Yesterday, I started a short course on meditation.
It’s something I’ve been meaning to do for ages. I’ve finally bitten the bullet. This isn’t my first meditative experience; I dabbled a little in the past, when I was going through a long and frustrating bout of insomnia.
I watched an excellent documentary series on BBC2 at the time called The Monastery, in which a handful of men – mostly non-religious - gave up the trappings of society for a few weeks to move into a Benedictine Monastery, to attempt the monastic way of life.
The programme had a surprisingly profound effect on me. I was stuck by how calm - and above all, happy - the monks were. The Abbot in charge of the monastery had a very switched-on and modernistic approach. I discovered that he’d written a book called Finding Sanctuary, which tackled the subject of applying some non-religious monastic principles to everyday life. I decided to track down a copy.
Ordering the book was my guilty secret. It felt like buying porn. Not that I know what that feels like, of course; I’m just very good at empathy.

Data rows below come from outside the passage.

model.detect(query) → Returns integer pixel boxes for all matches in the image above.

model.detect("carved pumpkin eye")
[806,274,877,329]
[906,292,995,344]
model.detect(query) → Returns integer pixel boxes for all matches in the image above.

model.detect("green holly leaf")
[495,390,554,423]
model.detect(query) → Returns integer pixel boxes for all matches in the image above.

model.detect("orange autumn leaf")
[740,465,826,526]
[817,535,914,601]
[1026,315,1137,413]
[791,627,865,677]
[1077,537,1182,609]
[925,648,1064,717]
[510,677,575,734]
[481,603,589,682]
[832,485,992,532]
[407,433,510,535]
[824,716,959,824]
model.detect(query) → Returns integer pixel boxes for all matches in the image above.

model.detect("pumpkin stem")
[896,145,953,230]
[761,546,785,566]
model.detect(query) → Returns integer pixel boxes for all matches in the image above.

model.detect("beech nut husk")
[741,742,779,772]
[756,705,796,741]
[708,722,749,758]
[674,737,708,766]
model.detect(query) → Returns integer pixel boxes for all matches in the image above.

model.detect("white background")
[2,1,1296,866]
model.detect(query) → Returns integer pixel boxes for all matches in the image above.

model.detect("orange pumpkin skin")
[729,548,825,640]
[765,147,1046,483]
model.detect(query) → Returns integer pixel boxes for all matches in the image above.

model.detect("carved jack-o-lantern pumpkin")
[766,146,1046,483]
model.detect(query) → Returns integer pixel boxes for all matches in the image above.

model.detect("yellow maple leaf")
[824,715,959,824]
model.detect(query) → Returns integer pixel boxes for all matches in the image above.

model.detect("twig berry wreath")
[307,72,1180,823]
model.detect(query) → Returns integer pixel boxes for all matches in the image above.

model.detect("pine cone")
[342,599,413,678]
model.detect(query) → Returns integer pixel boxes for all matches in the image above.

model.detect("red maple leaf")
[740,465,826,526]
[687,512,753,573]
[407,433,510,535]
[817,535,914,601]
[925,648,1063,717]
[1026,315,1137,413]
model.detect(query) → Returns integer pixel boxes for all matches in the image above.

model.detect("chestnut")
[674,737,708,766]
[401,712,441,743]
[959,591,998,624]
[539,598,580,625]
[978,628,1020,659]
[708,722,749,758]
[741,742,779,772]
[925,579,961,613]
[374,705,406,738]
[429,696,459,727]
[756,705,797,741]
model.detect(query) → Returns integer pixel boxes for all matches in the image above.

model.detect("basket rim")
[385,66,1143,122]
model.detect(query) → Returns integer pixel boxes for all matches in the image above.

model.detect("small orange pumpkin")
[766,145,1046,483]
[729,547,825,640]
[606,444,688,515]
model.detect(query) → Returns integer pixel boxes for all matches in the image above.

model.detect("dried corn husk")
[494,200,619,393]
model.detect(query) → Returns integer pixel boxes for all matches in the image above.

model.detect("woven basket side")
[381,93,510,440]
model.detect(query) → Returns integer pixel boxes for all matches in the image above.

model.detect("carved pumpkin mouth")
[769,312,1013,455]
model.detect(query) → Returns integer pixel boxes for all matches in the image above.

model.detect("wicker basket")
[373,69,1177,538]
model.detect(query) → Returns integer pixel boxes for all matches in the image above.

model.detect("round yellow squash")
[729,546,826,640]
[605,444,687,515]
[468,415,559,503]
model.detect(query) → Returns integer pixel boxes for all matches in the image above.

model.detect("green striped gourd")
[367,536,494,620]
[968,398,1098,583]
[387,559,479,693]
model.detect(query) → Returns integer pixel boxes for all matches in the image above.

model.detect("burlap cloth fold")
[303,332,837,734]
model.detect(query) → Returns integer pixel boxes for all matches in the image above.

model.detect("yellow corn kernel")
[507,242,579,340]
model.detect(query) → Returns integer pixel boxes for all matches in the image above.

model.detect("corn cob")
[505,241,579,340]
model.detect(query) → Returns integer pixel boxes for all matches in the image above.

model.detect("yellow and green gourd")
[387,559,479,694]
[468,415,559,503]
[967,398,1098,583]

I needn’t have worried. The book was a revelation. It taught me some simple meditation techniques that I started doing daily and my insomnia improved straight away.
Then, like all things that are good for you, I didn’t keep it up. I’ll still do it when I’m nervous, or to focus my mind before a gig or audition, but that’s about it.
Signing up for the course was an attempt to put this right. The first class was great. I was surprised at how easy it was to get back on the horse; figuratively, not literally, speaking. The session was relaxed and pressure-free.
Don’t worry, though. I won’t shave my head just yet.